Amazon Web Services, Inc. has announced that Amazon Redshift, a fully managed, petabyte-scale data warehouse service in the cloud, is now broadly available for use. With a few clicks in the AWS Management Console, customers can launch an Amazon Redshift cluster, starting with a few hundred gigabytes and scaling to a petabyte or more, for under $1,000 per terabyte per year. Since Amazon Redshift was announced at the AWS re: Invent conference in November 2012, customers using the service during the limited preview have ranged from startups to global enterprises, with datasets from terabytes to petabytes, across industries including social, gaming, mobile, advertising, manufacturing, health care, e-commerce, and financial services. To get started with Amazon Redshift, visit http://aws.amazon.com/redshift.

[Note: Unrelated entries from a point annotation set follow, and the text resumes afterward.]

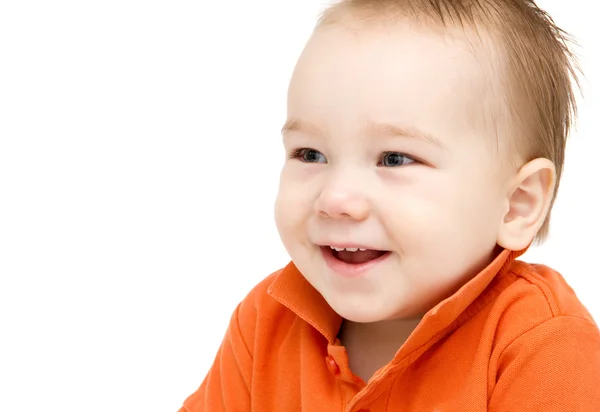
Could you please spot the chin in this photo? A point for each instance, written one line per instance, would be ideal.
(359, 313)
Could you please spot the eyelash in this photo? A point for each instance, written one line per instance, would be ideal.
(299, 154)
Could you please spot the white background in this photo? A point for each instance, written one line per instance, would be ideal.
(139, 160)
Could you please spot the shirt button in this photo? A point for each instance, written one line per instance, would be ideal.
(332, 365)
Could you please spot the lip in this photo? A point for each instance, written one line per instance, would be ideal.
(350, 270)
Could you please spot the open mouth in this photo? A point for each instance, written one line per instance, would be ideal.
(354, 256)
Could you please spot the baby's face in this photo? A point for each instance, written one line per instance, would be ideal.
(383, 155)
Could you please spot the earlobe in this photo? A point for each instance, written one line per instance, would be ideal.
(529, 200)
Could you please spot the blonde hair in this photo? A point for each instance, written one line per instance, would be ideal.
(539, 68)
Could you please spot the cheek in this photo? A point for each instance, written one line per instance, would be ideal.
(292, 206)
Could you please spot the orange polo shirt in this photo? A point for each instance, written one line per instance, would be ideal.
(515, 338)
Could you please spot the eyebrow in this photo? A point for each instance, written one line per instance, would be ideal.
(385, 129)
(372, 128)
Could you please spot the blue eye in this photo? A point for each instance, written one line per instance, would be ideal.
(309, 156)
(395, 159)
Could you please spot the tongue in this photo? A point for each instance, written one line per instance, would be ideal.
(357, 257)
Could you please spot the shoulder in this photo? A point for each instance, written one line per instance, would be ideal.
(536, 295)
(259, 312)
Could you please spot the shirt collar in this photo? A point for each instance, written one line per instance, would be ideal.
(292, 290)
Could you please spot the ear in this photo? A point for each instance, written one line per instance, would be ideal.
(529, 200)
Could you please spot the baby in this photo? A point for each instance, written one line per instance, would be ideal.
(425, 141)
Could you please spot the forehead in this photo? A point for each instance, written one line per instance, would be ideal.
(418, 76)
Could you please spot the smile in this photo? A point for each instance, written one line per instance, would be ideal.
(352, 261)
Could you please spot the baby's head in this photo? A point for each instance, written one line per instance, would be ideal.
(429, 132)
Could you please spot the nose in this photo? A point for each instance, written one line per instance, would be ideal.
(341, 199)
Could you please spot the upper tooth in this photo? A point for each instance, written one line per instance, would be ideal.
(349, 249)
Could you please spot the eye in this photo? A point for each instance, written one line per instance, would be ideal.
(395, 159)
(308, 156)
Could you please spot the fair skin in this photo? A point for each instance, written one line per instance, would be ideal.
(382, 154)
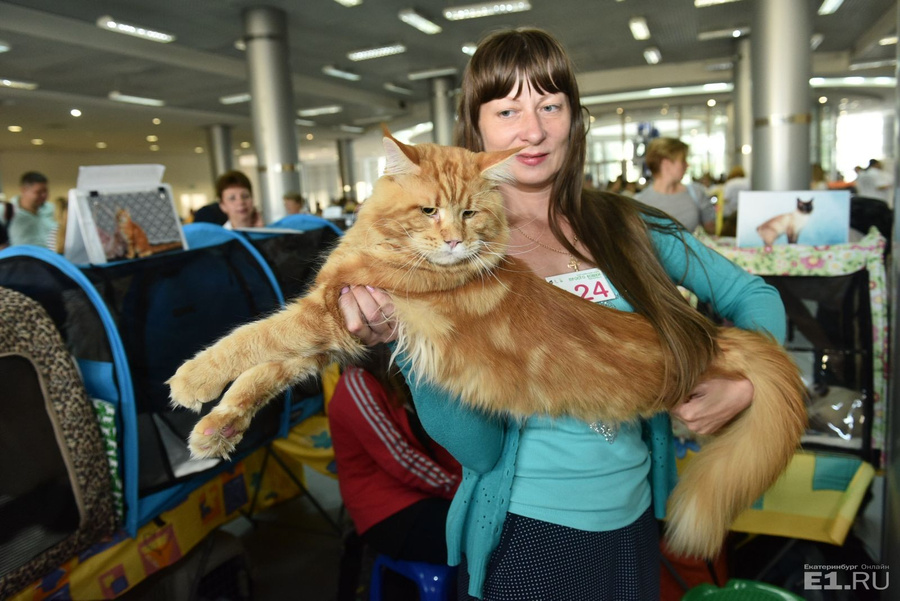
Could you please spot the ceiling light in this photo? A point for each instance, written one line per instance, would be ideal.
(830, 6)
(702, 3)
(397, 89)
(370, 53)
(135, 99)
(107, 22)
(429, 73)
(815, 40)
(320, 110)
(335, 72)
(652, 55)
(639, 29)
(889, 62)
(728, 32)
(235, 98)
(19, 85)
(486, 9)
(411, 17)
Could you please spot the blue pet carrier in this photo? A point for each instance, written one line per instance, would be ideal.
(129, 325)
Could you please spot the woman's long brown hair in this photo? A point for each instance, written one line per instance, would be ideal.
(610, 226)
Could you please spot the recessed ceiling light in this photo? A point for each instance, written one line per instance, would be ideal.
(639, 29)
(335, 72)
(107, 22)
(19, 85)
(119, 97)
(830, 6)
(423, 24)
(378, 52)
(652, 55)
(397, 89)
(235, 98)
(429, 73)
(486, 9)
(320, 110)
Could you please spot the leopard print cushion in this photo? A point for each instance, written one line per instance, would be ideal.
(27, 330)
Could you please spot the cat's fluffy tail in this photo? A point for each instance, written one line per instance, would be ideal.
(739, 464)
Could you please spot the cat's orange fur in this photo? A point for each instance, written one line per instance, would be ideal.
(480, 324)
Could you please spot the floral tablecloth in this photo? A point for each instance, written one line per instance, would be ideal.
(832, 260)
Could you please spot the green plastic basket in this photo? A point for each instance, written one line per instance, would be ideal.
(740, 590)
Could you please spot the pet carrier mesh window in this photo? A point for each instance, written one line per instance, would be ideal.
(55, 492)
(130, 325)
(830, 338)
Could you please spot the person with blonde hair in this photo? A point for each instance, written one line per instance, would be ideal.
(689, 204)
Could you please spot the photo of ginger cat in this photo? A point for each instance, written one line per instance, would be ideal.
(787, 224)
(434, 235)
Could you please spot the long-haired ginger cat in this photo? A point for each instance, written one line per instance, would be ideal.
(434, 235)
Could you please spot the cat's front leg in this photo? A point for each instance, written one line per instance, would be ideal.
(217, 434)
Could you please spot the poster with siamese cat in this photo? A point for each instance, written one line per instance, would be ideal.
(808, 217)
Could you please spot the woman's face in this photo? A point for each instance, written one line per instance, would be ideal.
(540, 122)
(237, 203)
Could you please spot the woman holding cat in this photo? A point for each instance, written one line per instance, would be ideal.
(559, 509)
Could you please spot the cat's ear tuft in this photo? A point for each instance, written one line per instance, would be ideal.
(495, 165)
(400, 159)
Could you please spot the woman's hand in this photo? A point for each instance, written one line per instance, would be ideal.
(368, 314)
(714, 403)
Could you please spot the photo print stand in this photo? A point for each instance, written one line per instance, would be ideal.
(121, 212)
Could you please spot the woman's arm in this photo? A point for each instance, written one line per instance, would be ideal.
(475, 439)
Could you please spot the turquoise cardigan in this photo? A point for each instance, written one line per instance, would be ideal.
(486, 445)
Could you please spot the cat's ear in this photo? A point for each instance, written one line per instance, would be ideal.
(400, 159)
(495, 165)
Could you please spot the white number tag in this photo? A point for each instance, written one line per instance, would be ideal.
(589, 284)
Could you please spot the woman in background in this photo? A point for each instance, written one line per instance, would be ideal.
(235, 194)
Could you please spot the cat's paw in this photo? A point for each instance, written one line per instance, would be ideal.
(217, 434)
(194, 384)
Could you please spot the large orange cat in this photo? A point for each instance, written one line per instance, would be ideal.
(434, 235)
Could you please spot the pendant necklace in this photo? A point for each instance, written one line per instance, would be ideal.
(573, 262)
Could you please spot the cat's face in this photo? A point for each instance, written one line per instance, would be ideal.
(438, 207)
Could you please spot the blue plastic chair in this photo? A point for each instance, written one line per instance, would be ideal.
(434, 581)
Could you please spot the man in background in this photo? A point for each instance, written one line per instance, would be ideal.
(28, 219)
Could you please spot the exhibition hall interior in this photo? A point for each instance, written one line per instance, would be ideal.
(127, 126)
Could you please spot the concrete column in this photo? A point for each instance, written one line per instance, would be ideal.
(347, 168)
(272, 107)
(218, 139)
(443, 109)
(743, 106)
(781, 66)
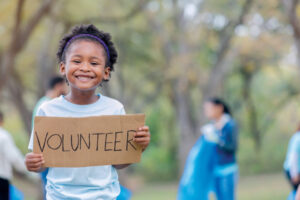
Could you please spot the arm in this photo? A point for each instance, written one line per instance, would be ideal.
(228, 137)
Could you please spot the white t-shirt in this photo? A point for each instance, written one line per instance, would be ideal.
(10, 156)
(88, 183)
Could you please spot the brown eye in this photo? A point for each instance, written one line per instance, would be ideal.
(94, 63)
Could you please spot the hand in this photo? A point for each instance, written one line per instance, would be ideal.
(34, 162)
(142, 137)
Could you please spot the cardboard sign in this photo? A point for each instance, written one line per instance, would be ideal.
(88, 141)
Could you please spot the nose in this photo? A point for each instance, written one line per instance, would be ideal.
(85, 67)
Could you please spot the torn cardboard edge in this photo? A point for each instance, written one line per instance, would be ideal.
(87, 141)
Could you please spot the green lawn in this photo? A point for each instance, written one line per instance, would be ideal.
(258, 187)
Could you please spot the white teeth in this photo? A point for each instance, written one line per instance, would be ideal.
(83, 78)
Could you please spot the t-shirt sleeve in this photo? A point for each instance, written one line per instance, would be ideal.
(40, 112)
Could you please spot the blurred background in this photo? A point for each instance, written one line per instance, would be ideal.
(173, 54)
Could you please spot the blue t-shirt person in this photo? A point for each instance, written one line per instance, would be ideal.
(211, 165)
(292, 162)
(89, 183)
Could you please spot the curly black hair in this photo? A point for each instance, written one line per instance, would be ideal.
(91, 30)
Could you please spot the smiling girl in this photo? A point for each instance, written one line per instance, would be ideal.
(87, 57)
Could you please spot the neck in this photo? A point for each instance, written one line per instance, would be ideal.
(81, 97)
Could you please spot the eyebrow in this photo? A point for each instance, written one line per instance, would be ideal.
(93, 57)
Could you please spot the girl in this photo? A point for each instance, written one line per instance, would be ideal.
(211, 163)
(292, 163)
(87, 57)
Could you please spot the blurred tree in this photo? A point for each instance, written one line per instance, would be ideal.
(20, 34)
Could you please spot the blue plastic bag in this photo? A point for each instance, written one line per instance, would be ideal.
(15, 193)
(196, 181)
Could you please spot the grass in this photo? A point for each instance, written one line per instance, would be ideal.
(260, 187)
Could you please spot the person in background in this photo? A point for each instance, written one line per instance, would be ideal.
(292, 163)
(297, 194)
(226, 138)
(57, 86)
(211, 164)
(10, 158)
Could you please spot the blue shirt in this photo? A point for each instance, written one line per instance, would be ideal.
(292, 161)
(88, 183)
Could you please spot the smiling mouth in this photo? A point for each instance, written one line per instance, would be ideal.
(84, 78)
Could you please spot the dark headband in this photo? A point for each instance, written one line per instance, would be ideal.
(91, 36)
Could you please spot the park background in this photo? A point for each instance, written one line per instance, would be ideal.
(173, 54)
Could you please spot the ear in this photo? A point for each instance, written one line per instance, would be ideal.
(62, 68)
(107, 71)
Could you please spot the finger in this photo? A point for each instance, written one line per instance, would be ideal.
(34, 156)
(38, 164)
(36, 169)
(141, 140)
(142, 134)
(144, 128)
(34, 160)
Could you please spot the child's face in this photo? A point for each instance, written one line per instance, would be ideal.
(84, 67)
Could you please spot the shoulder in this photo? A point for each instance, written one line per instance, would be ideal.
(231, 124)
(5, 135)
(48, 105)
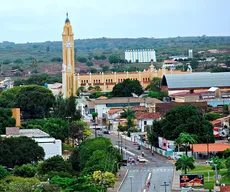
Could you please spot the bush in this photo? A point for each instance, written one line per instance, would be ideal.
(25, 171)
(3, 172)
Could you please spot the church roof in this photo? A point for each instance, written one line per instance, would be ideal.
(196, 80)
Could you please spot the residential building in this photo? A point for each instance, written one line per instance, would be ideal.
(50, 145)
(140, 55)
(146, 118)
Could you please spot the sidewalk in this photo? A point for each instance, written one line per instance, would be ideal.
(119, 178)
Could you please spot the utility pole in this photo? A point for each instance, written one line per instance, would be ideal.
(165, 185)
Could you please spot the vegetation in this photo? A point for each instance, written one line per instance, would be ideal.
(6, 119)
(19, 151)
(185, 163)
(126, 88)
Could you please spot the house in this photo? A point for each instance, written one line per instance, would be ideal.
(50, 145)
(146, 118)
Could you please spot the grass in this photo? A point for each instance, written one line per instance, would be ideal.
(204, 170)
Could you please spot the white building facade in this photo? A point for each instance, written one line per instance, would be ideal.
(140, 55)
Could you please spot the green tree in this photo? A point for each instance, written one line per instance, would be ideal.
(158, 95)
(186, 119)
(113, 59)
(227, 164)
(6, 119)
(155, 85)
(25, 171)
(126, 88)
(194, 63)
(226, 153)
(185, 163)
(81, 59)
(186, 139)
(89, 63)
(18, 61)
(34, 101)
(55, 164)
(57, 128)
(79, 130)
(19, 151)
(212, 116)
(106, 179)
(3, 172)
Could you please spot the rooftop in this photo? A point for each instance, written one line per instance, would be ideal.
(212, 147)
(147, 115)
(196, 80)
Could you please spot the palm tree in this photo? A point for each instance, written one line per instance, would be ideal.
(185, 163)
(186, 139)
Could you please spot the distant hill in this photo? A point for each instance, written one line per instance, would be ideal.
(45, 51)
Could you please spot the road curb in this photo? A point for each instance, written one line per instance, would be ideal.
(123, 180)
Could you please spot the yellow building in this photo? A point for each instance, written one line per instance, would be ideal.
(106, 81)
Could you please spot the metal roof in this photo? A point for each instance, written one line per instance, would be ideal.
(196, 80)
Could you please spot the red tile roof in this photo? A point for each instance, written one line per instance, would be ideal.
(147, 115)
(139, 108)
(212, 147)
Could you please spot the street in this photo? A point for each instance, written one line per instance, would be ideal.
(158, 170)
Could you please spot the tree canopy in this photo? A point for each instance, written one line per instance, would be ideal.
(19, 151)
(6, 119)
(126, 88)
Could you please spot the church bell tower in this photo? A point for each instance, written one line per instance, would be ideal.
(68, 68)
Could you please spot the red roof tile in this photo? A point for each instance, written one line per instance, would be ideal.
(147, 115)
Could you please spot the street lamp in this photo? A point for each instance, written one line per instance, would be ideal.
(131, 184)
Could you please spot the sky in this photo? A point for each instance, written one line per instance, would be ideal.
(43, 20)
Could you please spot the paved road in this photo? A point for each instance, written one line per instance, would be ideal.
(157, 167)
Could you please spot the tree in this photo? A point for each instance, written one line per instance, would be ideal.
(106, 179)
(3, 172)
(186, 139)
(34, 101)
(25, 171)
(79, 130)
(158, 95)
(113, 59)
(212, 116)
(186, 119)
(155, 85)
(18, 61)
(19, 151)
(6, 119)
(227, 164)
(126, 88)
(81, 59)
(194, 63)
(57, 128)
(82, 183)
(89, 64)
(55, 164)
(185, 163)
(226, 153)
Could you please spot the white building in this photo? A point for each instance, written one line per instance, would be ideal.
(190, 53)
(146, 118)
(140, 55)
(51, 146)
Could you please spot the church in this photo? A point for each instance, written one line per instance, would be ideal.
(106, 81)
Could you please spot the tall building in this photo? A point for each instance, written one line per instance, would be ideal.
(190, 53)
(68, 68)
(140, 55)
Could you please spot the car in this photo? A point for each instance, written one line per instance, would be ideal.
(142, 161)
(210, 162)
(105, 131)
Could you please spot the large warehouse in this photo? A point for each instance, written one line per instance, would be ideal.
(140, 55)
(195, 81)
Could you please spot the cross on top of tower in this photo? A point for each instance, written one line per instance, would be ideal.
(67, 18)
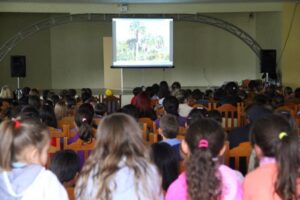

Traditional data warehouses require significant time and resource to administer. In addition, the financial cost associated with building, maintaining, and growing self-managed, on-premise data warehouses is very high. Amazon Redshift not only significantly lowers the cost of a data warehouse, but also makes it easy to analyze large amounts of data very quickly. With Amazon Redshift, customers can dramatically increase query performance when analyzing virtually any size data set, using the same SQL-based business intelligence tools they use today. Amazon Redshift uses a number of techniques, including columnar data storage, advanced compression, and high performance IO and network, to achieve significantly higher performance than traditional databases for data warehousing and analytics workloads. Amazon Redshift is fully managed, automating all the common tasks associated with provisioning, configuring, monitoring, backing up, scaling, and securing a data warehouse. Amazon Redshift is currently available in the US East (N. Virginia) Region and will be rolled out to other AWS Regions in the coming months.

“When we set out to build Amazon Redshift, we wanted to leverage the massive scale of AWS to deliver ten times the performance at 1/10 the cost of on-premise data warehouses in use today,” said Raju Gulabani, vice president of database services, Amazon Web Services. “With order of magnitude improvements in price/performance, Amazon Redshift makes big data analytics accessible to more people, allowing large organizations to analyze more of their data and smaller ones to afford fast, scalable data warehousing technology. We are delighted by the excitement from our preview customers as they’ve experienced the performance improvement and lower costs that Amazon Redshift delivers.”